Dal punto di vista tecnico, la serata permetteva di apprezzare tutte le qualità della Tonhalle-Orchester Zürich, una tra le più antiche orchestre svizzere che nel corso dei suoi 157 anni di attività ha raggiunto un livello internazionale grazie al lavoro con direttori stabili come Hans Rosbaud, Rudolf Kempe, Gerd Albrecht, Christoph Eschenbach, David Zinman e che possiede tutte le qualità di una formazione sinfonica di rango internazionale: il suono è sempre compatto e di timbro pregevole, con una sezione archi davvero ottima per precisione di cavata e qualità timbrica, legni di timbro morbido e cangiante ed ottoni precisissimi per intonazione, proiezione e squillo. Per quanto riguarda l’ aspetto interpretativo, anche in Mahler lo stile esecutivo di Paavo Jarvi si basa su un serrato, severo splendore sinfonico che si traduce in sonorità a tratti davvero sontuose, forse non drammatiche quanto dovrebbero essere nel primo tempo della Sinfonia in do minore dove Mahler nelle sue minuziosissime indicazioni dinamiche usa spesso la parola wild. Direi che tra i modelli interpretativi mahleriani presi ad esempio dal maestro estone c’ è sicuramente Bruno Walter, per l’ approccio antiretorico volto a evitare gli eccessi di enfasi e le cadute di gusto. Il primo tempo è stato affrontato dal direttore estone in maniera più lirica che tragica, con la disperata cantabilità di certi squarci melodici che prevaleva sulla concitazione drammatica. Bellissimo il secondo movimento per eleganza e sottigliezza nell’ uso dei tempi rubati. Anche nello Scherzo l’ idea di base era quella di sottolineare particolarmente il tono amaramente melanconico, soprattutto nel Trio, rispetto alla sarcasticità grottesca, sinistra di altre interpretazioni.
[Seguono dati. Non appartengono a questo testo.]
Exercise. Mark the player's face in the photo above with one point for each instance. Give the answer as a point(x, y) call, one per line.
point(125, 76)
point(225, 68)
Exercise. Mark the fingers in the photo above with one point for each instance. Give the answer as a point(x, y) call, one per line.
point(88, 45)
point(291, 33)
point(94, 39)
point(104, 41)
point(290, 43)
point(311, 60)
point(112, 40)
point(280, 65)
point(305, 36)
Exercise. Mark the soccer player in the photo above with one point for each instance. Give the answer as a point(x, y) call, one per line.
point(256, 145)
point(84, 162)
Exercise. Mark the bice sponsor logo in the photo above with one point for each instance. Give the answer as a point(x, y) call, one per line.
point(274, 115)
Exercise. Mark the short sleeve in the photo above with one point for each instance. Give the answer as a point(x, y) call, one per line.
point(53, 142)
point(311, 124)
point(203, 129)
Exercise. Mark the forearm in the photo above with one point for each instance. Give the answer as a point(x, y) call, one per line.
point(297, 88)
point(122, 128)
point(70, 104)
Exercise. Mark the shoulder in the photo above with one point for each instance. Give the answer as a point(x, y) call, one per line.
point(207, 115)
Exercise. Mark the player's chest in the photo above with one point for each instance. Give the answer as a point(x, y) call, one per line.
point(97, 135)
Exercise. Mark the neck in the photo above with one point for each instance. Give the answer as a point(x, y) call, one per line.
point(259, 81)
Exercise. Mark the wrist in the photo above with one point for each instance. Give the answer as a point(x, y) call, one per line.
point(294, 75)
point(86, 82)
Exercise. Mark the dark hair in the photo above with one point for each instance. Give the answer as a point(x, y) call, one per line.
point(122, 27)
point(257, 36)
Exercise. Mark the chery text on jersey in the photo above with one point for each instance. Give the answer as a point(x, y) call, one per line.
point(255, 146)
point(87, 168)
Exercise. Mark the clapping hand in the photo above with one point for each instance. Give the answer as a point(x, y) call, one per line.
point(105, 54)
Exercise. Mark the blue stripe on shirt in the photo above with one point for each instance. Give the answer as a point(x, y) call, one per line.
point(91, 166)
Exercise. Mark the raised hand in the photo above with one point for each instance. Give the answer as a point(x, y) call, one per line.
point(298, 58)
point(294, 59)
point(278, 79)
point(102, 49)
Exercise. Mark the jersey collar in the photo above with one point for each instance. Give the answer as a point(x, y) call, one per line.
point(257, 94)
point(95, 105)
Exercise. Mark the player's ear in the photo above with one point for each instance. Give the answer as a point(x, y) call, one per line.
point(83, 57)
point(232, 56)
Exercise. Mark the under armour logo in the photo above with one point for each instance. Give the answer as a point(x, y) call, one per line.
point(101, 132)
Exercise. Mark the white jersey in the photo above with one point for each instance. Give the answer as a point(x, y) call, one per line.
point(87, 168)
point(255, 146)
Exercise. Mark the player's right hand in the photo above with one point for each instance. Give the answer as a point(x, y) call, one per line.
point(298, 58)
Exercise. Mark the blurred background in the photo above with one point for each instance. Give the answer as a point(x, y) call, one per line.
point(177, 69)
Nel grandioso blocco sinfonico-corale conclusivo si sono ascoltate probabilmente le cose migliori di questa esecuzione. Il mezzosoprano Anna Lucia Richter, una tra le giovani voci tedesche più pregevoli e artista di grande sensibilità, si è fatta apprezzare per il tono intenso e di commossa espressività con cui ha cantato il Lied Urlicht, magnificamente appoggiata su un soffice e iridescente tessuto strumentale. Il Finale è stato affrontato da Paavo Jarvi con una molto ben calcolata intensificazione progressiva dell’ atmosfera drammatica. Le sonorità crescevano gradatamente a partire dal Dies Irae iniziale fino al Wild herausfahrend (Prorompendo selvaggiamente), in fa minore e poi mi bemolle maggiore, che da solo occupa oltre i due quinti dell’ intera Sinfonia, restando però sempre lievemente trattenute anche nei passi più concitati. Ottima la resa degli effetti spaziali nella parte conclusiva, con il gioco degli strumenti dietro la scena calcolato molto attentamente da Jarvi fino all’ entrata del coro, perfettamente realizzata dall’ ottima Zürcher Sing-Akademie con un pianissimo quasi impalpabile. Eccellente il tono di trasognata dolcezza con cui il soprano norvegese Mari Eriksmoen ha intonato le parole Unsterblich Leben wird, der dich rief, dir geben sul pianissimo del coro. Il suo splendido assolo Hast nicht umsonst gelebt, gelitten! e il dialogo successivo, intenso e passionale negli accenti, con la voce di Anna Lucia Richter conducevano a un crescendo finale in cui Paavo Jarvi ha graduato perfettamente la progressione, riuscendo a ottenere molto bene quell’ effetto quasi di graduale apertura sonora tridimensionale che è una tra le caratteristiche più affascinanti delle battute conclusive della Sinfonia. Nel complesso, una interpretazione notevole per coerenza e lucidità di visione, sicuramente interessante e molto originale, salutata da lunghi applausi da parte del pubblico del Festspielhaus.